El hijo deja de mirar al padre porque va a pensar en la grandeza
                                                          que le vendrá de esa muerte.
Quiere ya para sí los soliloquios y el riesgo de aquellos que, en
                                                 cada cadena de humanos vivos,
                                          están hace más tiempo en el mundo.
Quiere que ya sea su carne la más antigua de una estirpe.
 
 
De repente advierte que en el interior de esa noche inmóvil
su cuerpo tiene la libertad de movimientos del animal desnudo.
¡Ya entiende para qué era ancha la tierra! Da media vuelta
y se lanza a correr junto a la barrera de saúcos.    
         
El hijo mira al padre. Los años arrimaron su piel a la de los
                                           animales más parecidos a piedras.
El arco de esos párpados cerrados se le aparece ahora semejante
                                                                                    al del vientre
y fuerza fríamente al ensueño a imaginar que son aquellos dos
                                                                          pequeñas barrigas;
Después, que el verdadero vientre esconde un ojo.
Prueba su temeridad figurándose bajo las ropas el cuerpo
                                                                redondo que han de lavar.
 
 
Corre llenándose de perfume mientras la silueta de la muchacha
crece a la distancia.

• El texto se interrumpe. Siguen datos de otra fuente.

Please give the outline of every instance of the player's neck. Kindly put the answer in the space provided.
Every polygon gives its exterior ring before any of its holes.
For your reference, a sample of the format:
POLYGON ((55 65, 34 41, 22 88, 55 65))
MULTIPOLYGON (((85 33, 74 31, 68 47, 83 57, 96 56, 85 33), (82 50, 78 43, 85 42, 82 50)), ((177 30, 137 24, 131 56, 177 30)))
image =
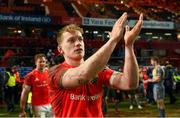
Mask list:
POLYGON ((84 62, 84 59, 81 60, 69 60, 69 59, 65 59, 66 63, 71 65, 71 66, 79 66, 84 62))
POLYGON ((44 68, 36 68, 36 70, 39 71, 39 72, 43 72, 44 68))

El paso de los años lo fue convirtiendo
en un fauno; tuvo esa fama entre los que jugaban al dominó
en su idioma en un café de la ciudad adonde iría a dar y a tener
mujer e hijos. Le resultó fácil aprender las pocas palabras y
gestos con que se obtiene la hora gris que dan las viudas y
las empleadas que llegaron maduras de Europa. Y ahora corre,
no con la agilidad de un muchacho, sino con la de los perros
y los pájaros. ¡Va a saltar sobre los primeros instantes del
amor! ¡La tomará!¡Será feliz y libre! ¡Será feliz y libre!